Nous allons nous munir des armes nécessaires
Et faire provision de verbes sans pudeur,
Enfin, c'est décidé, nous pourrons nous abstraire
De cette trouille au ventre qui se noue dans l'horreur.
C'est juré, désormais, la peur change de camp
Après tant de chagrins sur autant de défaites,
Après tant de recul, voici venu le temps
Où les tarés de Dieu vont prendre leur retraite.
Après mille tribunes, après dix mille lois,
Ces centaines de morts au nom de l'extrémisme,
Après avoir dilué dans des verres de foi
Ce qui reste, si peu, de notre réalisme,
Après ces précautions, ces formules polies,
Ces élus sur un pied qui danse sur un autre,
A cuisiner on ne sait trop quelle bouillie
Pour leur petit empire dans lequel ils se vautrent,
Après avoir laissé notre laïcité,
Servir de paillasson, sans vraiment la défendre,
Sauf à servir bien sûr quelques vils intérêts,
Ce que l’on vit peut-il encore nous surprendre ?
Combien de lâchetés, combien d’autres calculs,
Combien de régression devrons-nous soutenir,
Pour qu’enfin, la pensée sorte de sa cellule
Dans laquelle certains voudraient l’entretenir.
Mais nous sommes debout, des âmes de vainqueurs.
Nous avons tant fermé nos yeux pour ne pas voir
Ce qui nous bouffait, nous rongeait de l'intérieur,
Serions-nous tombés dans cet excès de trop croire ?
Promis, tout va changer... Les discours sont semblables,
Où est la volonté plus grand que tout espoir
Où se trouve aujourd’hui contre l’abominable
La raison du plus fort qui transcende le noir.
Je ne suis plus personne, je suis une ombre froide,
Avec des larmes chaudes dans cet hiver cendré,
Je ne reconnais plus ce monde de malade
Où la folie incarne des êtres supposés,
Venus de l’épaisseur de la pensée unique,
Nés du fond de l’ennui pour punaiser les foules
Sur des clos sans issue, sur des parois iniques,
Pour former la conscience au fond d’opaques moules.
Le bon sens s’est éteint pour un jeu d’écritures
Qui serait, le croit-on, l’extrait de la lumière,
Mais rédigées de la main de l’homme, c’est sûr,
On ne peut que douter de ses effets sincères.

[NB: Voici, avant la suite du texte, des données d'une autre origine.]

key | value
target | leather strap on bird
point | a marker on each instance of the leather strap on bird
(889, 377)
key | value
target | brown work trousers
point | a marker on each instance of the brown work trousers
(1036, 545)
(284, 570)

Comment peut-on se perdre, à ce point, en marchant,
Sur les sentiers étroits de l’inexactitude,
Sur les chemins boiteux où croire qu’en croyant
Suffirait à construire un mur de certitudes.
Pourquoi chercher sans cesse au-dessus de soi-même
Les vices qu’on refuse obstinément d’admettre
Et de faire porter le chapeau du blasphème
A ceux qui n’ont pour but que la soif de connaître,
Quand on aura compris que les dieux sont faits d’hommes
Pour répondre aux instincts qu’ils n’assument jamais,
Que seule, la nature, gigote dans la pomme
Et qu’espérer n’implique pas de penser de biais,
Quand on aura admis que la foi est intime,
Et qu’il ne sert à rien d’en bâtir des spectacles,
Qu’on ne peut, en son nom, légitimer des crimes
En nous vendant du rêve sous forme de miracle,
Quand, d’instinct, le courage remplacera le doute,
Quand nous aurons enfin la force nécessaire,
De ne pas nous plier à cette banqueroute
Où l’invisibilité règne sur la terre.
Je suis un crayon à la mine satirique,
Un stylo d’encre noire et caricaturale,
Je suis la feuille de ces morts catégoriques
Sacrifiés sur l’autel de l’horreur intégrale.
Si nous étions, enfin, les remparts efficaces
Contre le mysticisme et la doctrine rance,
Car vivre en étant libre a beaucoup plus de classe
Que de vivre à genoux dans le feu de l’outrance.